- Born: 1962 (age 63–64)
- Education: Harvard College Center for Advanced Visual Studies
- Occupations: Film director; screenwriter; video artist; actor;
- Parents: Shijuro Ogata (father); Sadako Ogata (mother);

= Atsushi Ogata =

Atsushi Ogata (緒方 篤, Ogata Atsushi) is a Japanese film director, scriptwriter, video artist, and actor. Born in Japan and partly raised in the United States, Ogata has worked in the Netherlands, Germany, Japan, and the US. He is a graduate of Harvard College and the Center for Advanced Visual Studies (CAVS) of the Massachusetts Institute of Technology. Ogata has received funding from ZDF German national public television and the Dutch National Film Fund for his screenplays.

His father was banker Shijuro Ogata and his mother was United Nations High Commissioner for Refugees Sadako Ogata.

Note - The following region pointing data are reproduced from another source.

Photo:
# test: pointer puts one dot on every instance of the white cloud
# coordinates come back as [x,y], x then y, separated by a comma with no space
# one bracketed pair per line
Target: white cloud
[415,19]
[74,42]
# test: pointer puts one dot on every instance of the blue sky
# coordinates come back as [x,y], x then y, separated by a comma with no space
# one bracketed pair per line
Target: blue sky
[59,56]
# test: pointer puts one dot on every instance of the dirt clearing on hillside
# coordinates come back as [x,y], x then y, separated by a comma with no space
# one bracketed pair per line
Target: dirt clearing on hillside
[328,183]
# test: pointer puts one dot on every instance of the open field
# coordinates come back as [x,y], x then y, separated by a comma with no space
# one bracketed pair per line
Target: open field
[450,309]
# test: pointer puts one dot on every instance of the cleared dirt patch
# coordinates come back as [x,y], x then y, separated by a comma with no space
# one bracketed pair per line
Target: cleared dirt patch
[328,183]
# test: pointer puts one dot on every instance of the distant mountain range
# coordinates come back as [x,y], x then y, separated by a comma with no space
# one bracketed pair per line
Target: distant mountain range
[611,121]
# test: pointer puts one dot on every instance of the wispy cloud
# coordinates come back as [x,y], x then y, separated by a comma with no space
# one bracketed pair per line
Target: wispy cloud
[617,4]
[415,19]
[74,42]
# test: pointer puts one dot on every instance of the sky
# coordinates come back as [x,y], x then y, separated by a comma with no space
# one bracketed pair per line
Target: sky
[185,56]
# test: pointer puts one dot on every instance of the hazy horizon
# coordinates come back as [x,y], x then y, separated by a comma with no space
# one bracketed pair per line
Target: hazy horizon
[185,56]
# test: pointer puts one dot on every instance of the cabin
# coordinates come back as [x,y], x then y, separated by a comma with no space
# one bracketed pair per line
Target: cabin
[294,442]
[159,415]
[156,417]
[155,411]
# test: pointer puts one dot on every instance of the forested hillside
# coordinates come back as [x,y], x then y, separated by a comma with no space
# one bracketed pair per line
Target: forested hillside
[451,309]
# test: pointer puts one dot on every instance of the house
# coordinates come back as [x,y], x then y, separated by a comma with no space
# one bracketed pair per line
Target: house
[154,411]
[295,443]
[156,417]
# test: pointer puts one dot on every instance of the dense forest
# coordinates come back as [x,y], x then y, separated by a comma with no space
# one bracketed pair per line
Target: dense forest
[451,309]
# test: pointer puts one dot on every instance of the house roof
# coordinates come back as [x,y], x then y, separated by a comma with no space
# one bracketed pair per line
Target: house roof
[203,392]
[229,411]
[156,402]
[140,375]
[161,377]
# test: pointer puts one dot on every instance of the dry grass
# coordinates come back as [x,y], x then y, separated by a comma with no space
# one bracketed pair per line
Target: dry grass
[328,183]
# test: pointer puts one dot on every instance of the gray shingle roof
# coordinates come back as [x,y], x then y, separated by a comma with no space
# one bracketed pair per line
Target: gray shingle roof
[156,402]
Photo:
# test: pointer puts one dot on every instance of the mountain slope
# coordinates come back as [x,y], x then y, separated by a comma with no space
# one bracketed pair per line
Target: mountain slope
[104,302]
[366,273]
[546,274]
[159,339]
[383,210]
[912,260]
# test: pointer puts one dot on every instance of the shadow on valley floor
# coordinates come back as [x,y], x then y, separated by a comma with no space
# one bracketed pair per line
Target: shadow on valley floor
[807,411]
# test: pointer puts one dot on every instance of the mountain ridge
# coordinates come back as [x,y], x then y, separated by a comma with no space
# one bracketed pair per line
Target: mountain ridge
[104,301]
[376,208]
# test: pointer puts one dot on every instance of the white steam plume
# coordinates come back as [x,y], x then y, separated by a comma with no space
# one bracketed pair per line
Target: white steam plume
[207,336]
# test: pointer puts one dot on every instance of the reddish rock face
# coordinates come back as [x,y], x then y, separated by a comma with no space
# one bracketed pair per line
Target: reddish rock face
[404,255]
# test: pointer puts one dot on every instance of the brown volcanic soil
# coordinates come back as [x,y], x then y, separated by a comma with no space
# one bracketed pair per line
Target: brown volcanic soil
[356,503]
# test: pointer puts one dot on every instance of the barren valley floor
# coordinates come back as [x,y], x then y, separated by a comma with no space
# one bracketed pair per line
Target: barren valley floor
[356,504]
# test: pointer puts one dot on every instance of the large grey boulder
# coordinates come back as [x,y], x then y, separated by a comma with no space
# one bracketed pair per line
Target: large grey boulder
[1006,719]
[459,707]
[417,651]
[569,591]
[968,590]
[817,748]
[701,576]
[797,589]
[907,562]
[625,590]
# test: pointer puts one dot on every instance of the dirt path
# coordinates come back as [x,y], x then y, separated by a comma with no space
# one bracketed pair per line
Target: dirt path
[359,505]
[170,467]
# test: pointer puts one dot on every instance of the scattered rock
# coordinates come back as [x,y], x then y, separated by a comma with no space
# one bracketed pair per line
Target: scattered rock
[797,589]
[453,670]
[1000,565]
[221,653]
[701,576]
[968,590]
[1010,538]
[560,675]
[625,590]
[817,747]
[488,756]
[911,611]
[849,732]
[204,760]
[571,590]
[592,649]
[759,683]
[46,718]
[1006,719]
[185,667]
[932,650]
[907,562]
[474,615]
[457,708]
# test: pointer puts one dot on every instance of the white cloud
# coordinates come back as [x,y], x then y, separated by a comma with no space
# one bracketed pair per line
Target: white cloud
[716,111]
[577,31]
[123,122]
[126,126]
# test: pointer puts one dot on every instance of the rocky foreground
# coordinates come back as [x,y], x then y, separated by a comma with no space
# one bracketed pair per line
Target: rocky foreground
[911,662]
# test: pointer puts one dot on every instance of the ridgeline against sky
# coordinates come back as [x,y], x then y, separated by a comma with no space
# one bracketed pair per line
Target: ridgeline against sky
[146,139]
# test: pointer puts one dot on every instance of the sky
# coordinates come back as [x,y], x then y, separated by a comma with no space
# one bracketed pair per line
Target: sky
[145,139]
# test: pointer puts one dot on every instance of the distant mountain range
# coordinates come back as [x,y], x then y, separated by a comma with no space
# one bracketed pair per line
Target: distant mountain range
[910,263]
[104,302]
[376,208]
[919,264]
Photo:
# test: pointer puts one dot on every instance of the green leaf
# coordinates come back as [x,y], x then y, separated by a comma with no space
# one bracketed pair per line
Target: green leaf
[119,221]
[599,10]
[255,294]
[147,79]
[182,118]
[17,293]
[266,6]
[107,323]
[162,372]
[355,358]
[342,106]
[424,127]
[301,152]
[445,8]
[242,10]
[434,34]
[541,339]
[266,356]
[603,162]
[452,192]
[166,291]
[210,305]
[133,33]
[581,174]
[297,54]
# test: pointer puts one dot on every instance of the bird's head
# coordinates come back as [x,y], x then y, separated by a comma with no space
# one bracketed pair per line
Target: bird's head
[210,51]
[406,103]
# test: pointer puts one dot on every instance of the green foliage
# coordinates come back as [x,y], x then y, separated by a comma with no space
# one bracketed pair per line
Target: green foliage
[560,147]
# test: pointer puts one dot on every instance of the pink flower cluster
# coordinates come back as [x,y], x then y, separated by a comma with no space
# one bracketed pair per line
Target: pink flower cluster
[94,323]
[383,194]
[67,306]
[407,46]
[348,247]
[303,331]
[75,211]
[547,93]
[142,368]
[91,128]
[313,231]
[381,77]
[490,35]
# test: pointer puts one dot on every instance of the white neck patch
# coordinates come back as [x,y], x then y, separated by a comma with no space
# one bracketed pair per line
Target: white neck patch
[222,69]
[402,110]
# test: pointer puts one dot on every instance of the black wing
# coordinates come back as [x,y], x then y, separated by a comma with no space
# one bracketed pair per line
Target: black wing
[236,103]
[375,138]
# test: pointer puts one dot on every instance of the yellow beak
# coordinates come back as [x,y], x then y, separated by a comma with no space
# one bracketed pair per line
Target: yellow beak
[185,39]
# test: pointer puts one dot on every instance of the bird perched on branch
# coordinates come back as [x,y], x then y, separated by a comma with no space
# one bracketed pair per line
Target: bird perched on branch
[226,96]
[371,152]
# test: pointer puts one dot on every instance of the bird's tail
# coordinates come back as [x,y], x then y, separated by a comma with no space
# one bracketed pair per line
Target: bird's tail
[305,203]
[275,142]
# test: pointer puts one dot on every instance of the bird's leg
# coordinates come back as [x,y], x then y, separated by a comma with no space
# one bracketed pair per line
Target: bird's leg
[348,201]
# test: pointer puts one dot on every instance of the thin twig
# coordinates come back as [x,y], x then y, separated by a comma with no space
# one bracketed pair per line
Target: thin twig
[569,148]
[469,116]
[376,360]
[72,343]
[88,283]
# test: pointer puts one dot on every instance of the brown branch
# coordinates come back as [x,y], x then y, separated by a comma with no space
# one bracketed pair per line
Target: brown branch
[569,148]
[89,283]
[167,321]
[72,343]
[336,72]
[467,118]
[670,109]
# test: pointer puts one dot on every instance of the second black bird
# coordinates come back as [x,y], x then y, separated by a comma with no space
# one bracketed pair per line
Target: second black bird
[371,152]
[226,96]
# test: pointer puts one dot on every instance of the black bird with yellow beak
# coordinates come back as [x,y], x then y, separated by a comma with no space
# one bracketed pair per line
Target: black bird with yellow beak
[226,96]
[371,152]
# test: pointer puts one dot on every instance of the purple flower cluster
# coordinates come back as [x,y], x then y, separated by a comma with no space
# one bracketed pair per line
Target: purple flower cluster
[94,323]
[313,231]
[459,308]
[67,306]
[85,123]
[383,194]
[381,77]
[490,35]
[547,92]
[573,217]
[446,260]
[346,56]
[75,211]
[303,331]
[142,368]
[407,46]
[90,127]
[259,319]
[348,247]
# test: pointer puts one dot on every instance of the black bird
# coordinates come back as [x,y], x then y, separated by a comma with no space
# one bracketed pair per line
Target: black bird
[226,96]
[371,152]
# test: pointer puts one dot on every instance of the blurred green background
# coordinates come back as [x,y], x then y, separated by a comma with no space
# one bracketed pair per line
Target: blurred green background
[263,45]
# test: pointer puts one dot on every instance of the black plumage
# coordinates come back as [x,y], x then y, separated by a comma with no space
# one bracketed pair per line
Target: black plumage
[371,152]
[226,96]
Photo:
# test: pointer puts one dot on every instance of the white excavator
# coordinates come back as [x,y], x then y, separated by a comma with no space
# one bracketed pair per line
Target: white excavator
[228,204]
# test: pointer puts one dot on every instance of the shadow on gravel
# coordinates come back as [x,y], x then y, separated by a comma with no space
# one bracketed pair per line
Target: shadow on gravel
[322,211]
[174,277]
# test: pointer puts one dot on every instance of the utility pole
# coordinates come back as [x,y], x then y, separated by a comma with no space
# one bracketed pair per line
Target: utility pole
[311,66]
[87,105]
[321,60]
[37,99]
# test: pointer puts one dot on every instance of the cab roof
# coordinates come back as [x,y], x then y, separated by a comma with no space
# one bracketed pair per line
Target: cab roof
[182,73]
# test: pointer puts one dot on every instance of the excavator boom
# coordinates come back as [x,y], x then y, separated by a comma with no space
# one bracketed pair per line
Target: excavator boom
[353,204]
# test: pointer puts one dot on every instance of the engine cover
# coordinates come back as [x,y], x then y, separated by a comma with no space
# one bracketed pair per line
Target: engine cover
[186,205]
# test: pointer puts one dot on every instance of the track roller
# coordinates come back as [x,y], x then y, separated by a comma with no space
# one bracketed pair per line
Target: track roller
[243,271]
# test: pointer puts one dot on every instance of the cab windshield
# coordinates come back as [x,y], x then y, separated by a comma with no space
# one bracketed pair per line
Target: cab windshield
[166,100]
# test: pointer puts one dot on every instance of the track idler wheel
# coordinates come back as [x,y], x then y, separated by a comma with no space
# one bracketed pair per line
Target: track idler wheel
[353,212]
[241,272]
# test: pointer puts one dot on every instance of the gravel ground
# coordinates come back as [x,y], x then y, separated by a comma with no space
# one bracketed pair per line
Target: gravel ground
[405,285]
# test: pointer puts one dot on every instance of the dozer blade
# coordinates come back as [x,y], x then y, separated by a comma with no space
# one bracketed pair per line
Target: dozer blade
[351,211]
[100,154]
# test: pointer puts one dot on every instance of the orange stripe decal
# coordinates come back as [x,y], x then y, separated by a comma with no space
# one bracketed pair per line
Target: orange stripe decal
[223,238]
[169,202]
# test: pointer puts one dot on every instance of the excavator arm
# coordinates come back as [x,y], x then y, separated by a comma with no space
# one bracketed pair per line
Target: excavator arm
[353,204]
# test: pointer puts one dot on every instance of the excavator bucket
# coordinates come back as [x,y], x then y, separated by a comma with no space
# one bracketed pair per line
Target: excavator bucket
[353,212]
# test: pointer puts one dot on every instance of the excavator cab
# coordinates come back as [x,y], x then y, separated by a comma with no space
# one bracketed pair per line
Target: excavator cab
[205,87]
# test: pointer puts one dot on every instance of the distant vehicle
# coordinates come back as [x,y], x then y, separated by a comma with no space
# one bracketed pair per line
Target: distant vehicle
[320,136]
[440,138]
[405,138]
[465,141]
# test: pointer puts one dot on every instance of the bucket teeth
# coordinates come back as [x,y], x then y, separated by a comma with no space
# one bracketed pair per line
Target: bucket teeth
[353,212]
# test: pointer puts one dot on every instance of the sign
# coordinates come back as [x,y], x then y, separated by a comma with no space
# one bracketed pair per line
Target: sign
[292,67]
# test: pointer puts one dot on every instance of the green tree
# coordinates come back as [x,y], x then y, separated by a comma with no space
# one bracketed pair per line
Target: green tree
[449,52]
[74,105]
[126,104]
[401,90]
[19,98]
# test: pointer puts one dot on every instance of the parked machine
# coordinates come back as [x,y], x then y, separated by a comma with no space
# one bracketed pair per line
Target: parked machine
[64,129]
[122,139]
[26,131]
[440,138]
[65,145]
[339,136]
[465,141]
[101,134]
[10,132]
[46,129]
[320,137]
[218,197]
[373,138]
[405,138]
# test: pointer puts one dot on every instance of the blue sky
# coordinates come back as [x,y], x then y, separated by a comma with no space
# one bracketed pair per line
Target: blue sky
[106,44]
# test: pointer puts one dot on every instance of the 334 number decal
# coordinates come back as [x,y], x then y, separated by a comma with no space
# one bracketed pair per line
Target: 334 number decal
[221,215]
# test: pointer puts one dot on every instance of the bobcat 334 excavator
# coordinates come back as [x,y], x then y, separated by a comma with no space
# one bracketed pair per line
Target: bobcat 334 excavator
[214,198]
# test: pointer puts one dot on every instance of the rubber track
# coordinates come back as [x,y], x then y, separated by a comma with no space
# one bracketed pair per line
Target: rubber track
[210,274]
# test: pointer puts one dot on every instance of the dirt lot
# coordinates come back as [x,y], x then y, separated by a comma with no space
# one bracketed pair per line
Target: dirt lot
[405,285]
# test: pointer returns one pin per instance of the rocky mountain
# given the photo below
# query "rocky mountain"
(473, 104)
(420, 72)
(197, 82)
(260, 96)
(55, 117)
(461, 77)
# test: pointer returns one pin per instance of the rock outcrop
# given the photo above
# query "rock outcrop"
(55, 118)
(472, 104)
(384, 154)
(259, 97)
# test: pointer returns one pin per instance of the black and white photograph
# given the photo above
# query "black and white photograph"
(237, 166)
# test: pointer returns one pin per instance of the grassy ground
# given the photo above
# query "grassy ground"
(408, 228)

Ogata's short film Eternally Yours (不老長寿, Furochōju), which he wrote, directed, and produced, was the only Japanese film to be selected for the New Directors/New Films Festival 2007 in New York at the Museum of Modern Art and the Film Society of Lincoln Center. It won the Best Short Film Award at the 2007 Bangkok International Film Festival in Thailand, the Seahorse Award Best Short Film at the Moondance International Film Festival 2007, and the Indie Soul Best Story Line Award at the Boston International Film Festival 2008. Wakiyaku Monogatari (脇役物語), his feature-film directorial debut Cast Me If You Can was released on October 23, 2010 in Japan.